Their 'claim to fame':
- Global Research articles are used as source material by college and university students. 

- Many Global Research authors have developed their own blog sites. 

- In 2008, Global Research was awarded The First National Prize of the Mexican Press Club.


OK, "Global Research" didn't reassure me.
Who is the author?

The article tells us that "Nicola Nasser is a veteran Arab journalist based in Bir Zeit, West Bank of the Israeli-occupied Palestinian territories." A quick google tells us that he (yes, Nicola is a male name there) "reports from the Occupied Territories and sets the record straight on what is happening there" -- simply, everything that is wrong in the Middle East is the fault of Israel and the Great Satan....er, the United States.


No thanks; I think I'll put this book back.


 *Bo: That's THREE "Global Research" articles you've posted in the past hour -- STOP WITH THE SPAM!*  :


----------



## Bruce Monkhouse (2 Feb 2011)

"the fault of Israel and the Great Satan....er, the United States."
But that's all Bo knows..................


----------



## Sapplicant (2 Feb 2011)

Journeyman said:
			
		

> everything that is wrong in the Middle East is the fault of Israel



[sarcasm]

So true. Just look at this: 











It's only been 4500 years, and already the thing looks like crap. Nose went the way of Michael Jackson, legs and body crumbling, and don't even get me STARTED on the shape the pyramids are in. I would've expected better from people who were ripped from their homeland and forced into slavery. Can't they do ANYTHING right?
 :


[/sarcasm]


----------



## Bo (5 Feb 2011)

Did anyone who posted in this thread even read the article?

Rather than discuss the facts that are posted, you choose to discredit the author because he is middle-eastern?


----------



## Edward Campbell (6 Feb 2011)

Bo said:
			
		

> Did anyone who posted in this thread even read the article?



Yes.



			
				Bo said:
			
		

> Rather than discuss the facts that are posted, you choose to discredit the author because he is middle-eastern?

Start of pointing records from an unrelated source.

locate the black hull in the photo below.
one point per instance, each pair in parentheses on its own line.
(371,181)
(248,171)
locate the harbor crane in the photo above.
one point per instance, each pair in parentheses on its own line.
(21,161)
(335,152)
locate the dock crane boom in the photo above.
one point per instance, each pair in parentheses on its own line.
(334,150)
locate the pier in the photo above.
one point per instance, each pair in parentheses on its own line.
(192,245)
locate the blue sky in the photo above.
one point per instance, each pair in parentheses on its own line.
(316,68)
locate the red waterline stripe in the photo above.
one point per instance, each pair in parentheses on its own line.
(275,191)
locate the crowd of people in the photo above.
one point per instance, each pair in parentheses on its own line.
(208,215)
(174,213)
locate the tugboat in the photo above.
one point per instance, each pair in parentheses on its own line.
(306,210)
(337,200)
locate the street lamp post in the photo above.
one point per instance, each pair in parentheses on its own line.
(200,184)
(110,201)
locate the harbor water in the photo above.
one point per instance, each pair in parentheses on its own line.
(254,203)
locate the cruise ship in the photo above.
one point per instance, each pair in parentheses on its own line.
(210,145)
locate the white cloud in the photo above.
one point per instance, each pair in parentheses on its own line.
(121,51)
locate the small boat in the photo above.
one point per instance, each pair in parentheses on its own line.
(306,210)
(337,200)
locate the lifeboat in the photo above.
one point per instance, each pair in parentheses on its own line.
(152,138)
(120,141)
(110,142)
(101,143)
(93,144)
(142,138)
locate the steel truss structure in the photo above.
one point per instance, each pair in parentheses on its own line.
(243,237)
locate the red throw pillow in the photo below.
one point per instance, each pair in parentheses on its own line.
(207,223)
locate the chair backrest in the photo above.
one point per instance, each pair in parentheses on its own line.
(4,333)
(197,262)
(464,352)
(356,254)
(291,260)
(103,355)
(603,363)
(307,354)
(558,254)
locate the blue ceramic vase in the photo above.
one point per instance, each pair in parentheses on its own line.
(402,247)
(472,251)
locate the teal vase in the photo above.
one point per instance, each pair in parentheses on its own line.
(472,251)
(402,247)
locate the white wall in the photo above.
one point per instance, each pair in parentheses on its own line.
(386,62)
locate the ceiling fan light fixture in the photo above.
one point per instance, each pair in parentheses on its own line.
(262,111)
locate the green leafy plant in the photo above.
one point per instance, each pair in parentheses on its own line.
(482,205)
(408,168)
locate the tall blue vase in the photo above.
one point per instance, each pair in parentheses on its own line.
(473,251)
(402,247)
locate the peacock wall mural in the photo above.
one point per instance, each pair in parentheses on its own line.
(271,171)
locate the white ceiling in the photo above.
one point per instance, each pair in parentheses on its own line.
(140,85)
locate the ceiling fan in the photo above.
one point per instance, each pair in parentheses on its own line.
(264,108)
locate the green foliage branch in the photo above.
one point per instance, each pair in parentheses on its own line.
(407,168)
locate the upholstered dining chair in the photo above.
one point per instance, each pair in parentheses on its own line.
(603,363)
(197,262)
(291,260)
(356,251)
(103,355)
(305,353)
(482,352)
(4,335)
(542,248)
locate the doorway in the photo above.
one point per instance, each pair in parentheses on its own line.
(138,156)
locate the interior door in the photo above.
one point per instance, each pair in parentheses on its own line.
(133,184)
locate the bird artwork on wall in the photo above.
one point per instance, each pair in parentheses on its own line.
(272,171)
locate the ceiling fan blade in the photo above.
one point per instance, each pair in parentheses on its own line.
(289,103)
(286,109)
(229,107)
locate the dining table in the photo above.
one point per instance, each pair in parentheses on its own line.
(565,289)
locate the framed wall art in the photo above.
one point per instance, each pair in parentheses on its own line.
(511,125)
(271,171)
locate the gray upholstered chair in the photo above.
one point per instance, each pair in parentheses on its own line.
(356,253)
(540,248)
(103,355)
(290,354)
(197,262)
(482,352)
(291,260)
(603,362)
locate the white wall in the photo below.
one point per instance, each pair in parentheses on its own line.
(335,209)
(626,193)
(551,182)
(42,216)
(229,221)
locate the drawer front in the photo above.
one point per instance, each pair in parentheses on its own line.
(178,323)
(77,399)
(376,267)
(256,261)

Not so: PPCLI Guy gave a succinct and accurate summary and Journeyman gave the likely reason why the article is rubbish.


----------



## Bo (8 Feb 2011)

This is what the site is about unlike the nice cut and paste job by journeyman:




> About Global Research
> 
> *The Centre for Research on Globalisation (CRG) is an independent research and media organization based in Montreal.  The CRG is a registered non profit organization in the province of Quebec, Canada. *
> 
> ...


----------



## DBA (10 Feb 2011)

> Global Research is classified among the top 50 Alternative News Sources by www.World-Newspapers.com,



The website is various lists with short descriptions (no detailed information) and for the category of "Alternative News Sources" doesn't even have 50 entries (it lists 30). The about us notes: "Though we are trying to be objective, description and selection of sites are based only on our personal opinion."  They also don't actually rate any of the sites or provide anything else beyond a link and the short description. The listing for Global Research makes them sound like "New World Order" nutcases tho:



> Centre for Research on Globalisation
> Independent media and research group of writers, scholars and journalists. Publishes news articles, analysis and intelligence on the New World Order.


----------